Staff scientist (f/m/x) Core Facility Bioinformatics and Statistics

Eckdaten

München
Science

Arbeitsmodell

Hybrid
vor 3 Tagen
Stellenbeschreibung

Über die Position

  • Referenznummer: 102965
  • Beschäftigungsart: Vollzeit (39 Std./Woche)
  • Standort: Neuherberg bei München (teilweise Homeoffice möglich)

Helmholtz Munich entwickelt wegweisende Lösungen für eine gesündere Gesellschaft. Die Core Facility Bioinformatics and Statistics (CF-BIOS) sucht eine/n motivierte/n Staff Scientist (f/m/x), um unser Team zu verstärken.
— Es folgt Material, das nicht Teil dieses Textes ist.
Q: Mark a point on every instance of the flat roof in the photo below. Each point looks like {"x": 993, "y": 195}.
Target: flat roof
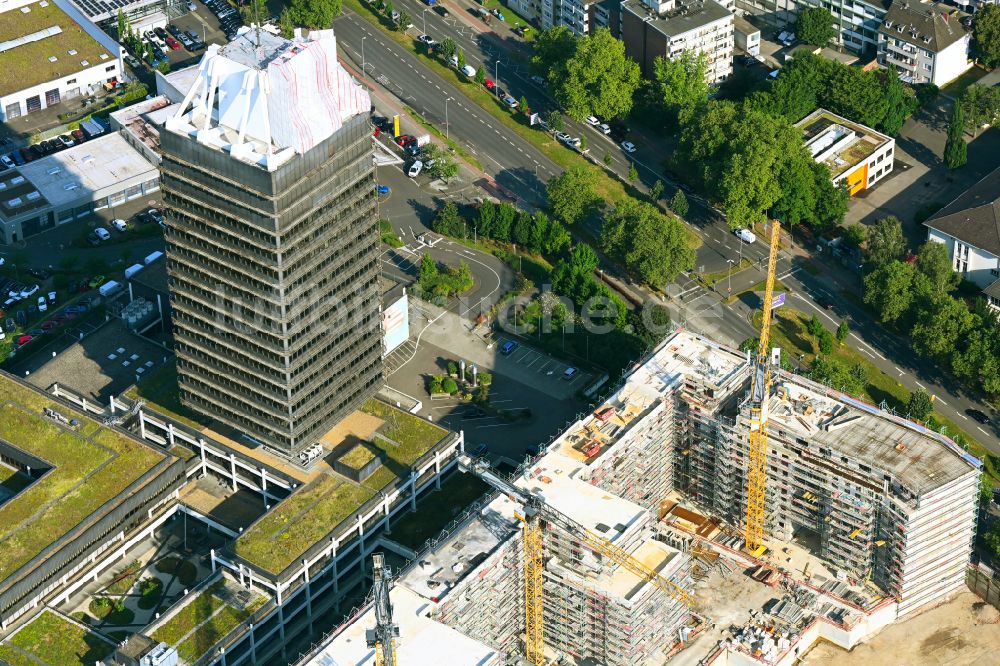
{"x": 105, "y": 363}
{"x": 103, "y": 162}
{"x": 51, "y": 33}
{"x": 283, "y": 535}
{"x": 686, "y": 16}
{"x": 837, "y": 142}
{"x": 911, "y": 454}
{"x": 91, "y": 466}
{"x": 422, "y": 640}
Wir bieten umfassende bioinformatische und statistische Unterstützung für vielfältige Forschungsanwendungen. Unsere Arbeit umfasst die Analyse von Omics-Datensätzen (einschließlich Single-Cell, räumlicher und Multi-Omics-Integrationen) sowie die Unterstützung großer Kohortenstudien. Sie arbeiten eng mit Biologen, Klinikern und anderen Core Facilities zusammen, um neue Softwaretools und Pipelines zu entwickeln. Zudem engagieren Sie sich in der Lehre und Ausbildung der nächsten Generation von Wissenschaftlern.

Ihre Aufgaben

  • Design und Implementierung kundenspezifischer Analyseprojekte sowie allgemeiner Pipelines.
  • Entwicklung und Wartung der IT-Infrastruktur und der Computational Pipelines in enger Zusammenarbeit mit datengenerierenden Einrichtungen.
  • Entwicklung und Testen von Softwaretools, Integration neuester KI-Tools in Workflows und Kurse.
  • Nutzerberatung zu Datenanalysestrategien, Publikationen und Drittmittelanträgen.
  • Lehre und Entwicklung von Kursen für Wissenschaftler auf verschiedenen Niveaus.

Ihr Profil

  • Master oder PhD in Informatik, Bioinformatik, Ingenieurwesen oder verwandten Bereichen mit entsprechender Berufserfahrung.
  • Starke Programmierkenntnisse (R, Python, Bash), Versionsverwaltung (Git) und fundierte Statistikkenntnisse.
  • Erfahrung in der Entwicklung und Bereitstellung von Multi-User-Softwareanwendungen mit modernen Frameworks.
  • Erfahrung mit Linux-Server- und Speicheradministration sowie High-Performance-Computing-Umgebungen.
  • Nachweisbare Erfahrung mit Next-Generation-Sequencing- und Array-basierten Technologien.
  • Teamorientierte, proaktive Arbeitsweise mit ausgeprägter Serviceorientierung und Kommunikationsstärke.
  • Verhandlungssichere Englisch- und Deutschkenntnisse.

Von Vorteil sind Erfahrungen in:

  • Lehrtätigkeiten.
  • Container-Technologien und domänenspezifischen Workflow-Sprachen.
  • Komplexen räumlichen Biologie-/Multi-Omics-Analysen.
  • Bildanalyse, Proteomik und/oder Metabolomik-Datensätzen.
  • Arbeit in einer Core Facility (akademisch oder Industrie).

Konditionen

Bei Erfüllung der Anforderungen ist eine Eingruppierung bis E 13 möglich. Die Leistungen richten sich nach dem TVöD. Die Stelle ist zunächst bis zum 31.12.2028 befristet, eine Verlängerung ist unter bestimmten Umständen möglich. Eine Arbeitserlaubnis für Deutschland ist Voraussetzung.

Benefits

  • Work-Life-Balance: Flexible Arbeitszeiten, Homeoffice-Optionen, 30 Tage Urlaub.
  • Familienunterstützung: Betriebskindergarten, Ferienbetreuung, Pflegeunterstützung.
  • Persönliche Entwicklung: Umfassende interne Weiterbildung, Postdoc-Programm, Karrierecenter.
  • Gesundheit: Sportangebote, Betriebsarzt, mentale Gesundheitsinitiativen.
  • Internationalität: Unterstützung bei Relocation und Integration.

Bewerbung

Bitte bewerben Sie sich ausschließlich über unser Online-Tool mit folgenden Unterlagen:

  • Lebenslauf
  • Anschreiben
  • Kontaktdaten von mindestens zwei Referenzen
  • Zeugnisse/Diplome/Zertifikate

Bei ausländischen Abschlüssen benötigen wir bis zum Arbeitsbeginn eine Zeugnisbewertung der ZAB. Wir fördern aktiv Vielfalt und Chancengleichheit. Schwerbehinderte werden bei gleicher Eignung bevorzugt berücksichtigt.